4. Chklovski nas sombras do candeeiro à noite

Utopyograd, Região de Novgorod, URSS, 21 de Novembro de 1971, 22h27, quarto do Dr. Ivan Nikivanov.
“Enfim, lá consegui explicar por alto ao Mikhail as ideias de Chklovski. É claro que podia ter tentado explicar-lhe mais certos pormenores que acabei por nem mencionar... como por exemplo, o facto de a definição de arte ligada ao uso de imagens ser do simbolista Potebnia, cuja visão Chklovski vai rejeitando, dizendo que a imagem está ao mesmo nível das outras figuras de estilo. Para os simbolistas a imagem é o mais que tudo do texto! Chklovski diz mesmo que as imagens são quase imutáveis de século para século – se assim for, então elas constituem um património comum partilhado por todos, supra-individual, pelo que o poeta não cria o seu material, não inova.
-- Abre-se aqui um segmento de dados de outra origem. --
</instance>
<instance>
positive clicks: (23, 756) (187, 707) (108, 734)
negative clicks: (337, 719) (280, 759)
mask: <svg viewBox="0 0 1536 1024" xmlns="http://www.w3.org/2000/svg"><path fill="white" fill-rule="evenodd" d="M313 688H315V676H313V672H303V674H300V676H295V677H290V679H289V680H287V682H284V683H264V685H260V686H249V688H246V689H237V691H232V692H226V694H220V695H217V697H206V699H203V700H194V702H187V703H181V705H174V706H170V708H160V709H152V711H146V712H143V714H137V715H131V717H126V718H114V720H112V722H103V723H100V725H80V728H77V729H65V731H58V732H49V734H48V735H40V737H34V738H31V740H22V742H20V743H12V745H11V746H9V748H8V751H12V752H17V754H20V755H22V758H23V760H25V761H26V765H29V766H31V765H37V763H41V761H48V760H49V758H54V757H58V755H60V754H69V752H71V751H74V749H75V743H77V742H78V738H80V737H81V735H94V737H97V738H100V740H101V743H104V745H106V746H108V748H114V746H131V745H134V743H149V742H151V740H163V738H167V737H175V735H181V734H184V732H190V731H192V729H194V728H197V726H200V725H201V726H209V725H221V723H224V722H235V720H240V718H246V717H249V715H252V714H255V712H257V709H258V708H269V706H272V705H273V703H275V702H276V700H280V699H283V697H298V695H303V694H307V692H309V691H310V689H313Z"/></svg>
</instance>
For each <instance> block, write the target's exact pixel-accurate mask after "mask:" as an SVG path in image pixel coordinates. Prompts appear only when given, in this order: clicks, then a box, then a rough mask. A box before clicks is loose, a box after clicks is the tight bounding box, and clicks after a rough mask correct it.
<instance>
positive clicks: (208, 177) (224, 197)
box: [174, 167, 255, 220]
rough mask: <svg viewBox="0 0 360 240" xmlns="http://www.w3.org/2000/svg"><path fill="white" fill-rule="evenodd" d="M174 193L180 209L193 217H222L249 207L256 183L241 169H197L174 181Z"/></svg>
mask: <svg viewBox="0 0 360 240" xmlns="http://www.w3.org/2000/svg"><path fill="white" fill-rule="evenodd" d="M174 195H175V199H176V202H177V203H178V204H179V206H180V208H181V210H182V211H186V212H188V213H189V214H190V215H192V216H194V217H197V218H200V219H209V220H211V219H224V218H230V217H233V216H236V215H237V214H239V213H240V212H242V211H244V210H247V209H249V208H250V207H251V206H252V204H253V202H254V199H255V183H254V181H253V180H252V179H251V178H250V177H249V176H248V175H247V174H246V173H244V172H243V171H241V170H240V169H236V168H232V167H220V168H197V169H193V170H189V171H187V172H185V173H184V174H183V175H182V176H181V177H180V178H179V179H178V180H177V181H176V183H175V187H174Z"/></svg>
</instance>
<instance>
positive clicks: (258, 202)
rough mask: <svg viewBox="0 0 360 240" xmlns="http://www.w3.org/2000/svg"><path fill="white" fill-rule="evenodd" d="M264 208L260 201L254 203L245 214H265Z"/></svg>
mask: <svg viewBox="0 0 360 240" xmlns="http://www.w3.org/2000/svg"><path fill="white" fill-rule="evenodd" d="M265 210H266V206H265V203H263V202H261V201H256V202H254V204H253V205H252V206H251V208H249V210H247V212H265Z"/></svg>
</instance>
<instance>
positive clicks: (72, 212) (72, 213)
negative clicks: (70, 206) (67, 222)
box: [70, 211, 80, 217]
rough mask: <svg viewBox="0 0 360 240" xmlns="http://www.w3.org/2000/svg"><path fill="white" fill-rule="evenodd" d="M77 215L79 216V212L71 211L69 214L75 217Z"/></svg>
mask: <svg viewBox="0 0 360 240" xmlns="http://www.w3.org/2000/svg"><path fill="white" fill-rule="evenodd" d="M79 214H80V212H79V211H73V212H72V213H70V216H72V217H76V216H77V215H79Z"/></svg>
O poeta só dispõe do que já existe. Já repararam como esta ideia se liga à ideia que Aristóteles tinha do poeta enquanto artesão que trabalha arduamente a linguagem para obter um produto? Pois, daí ser a arte um processo, pois é algo que se vai fazendo a partir do material de que se dispõe – o material verbal – e não criando algo de novo. Pois, sim senhor, isto é mesmo tudo muito bonito, mas amanhã é dia de trabalho e agora tenho de ir dormir. Boa noite, Mãe Rússia, e bons sonhos”.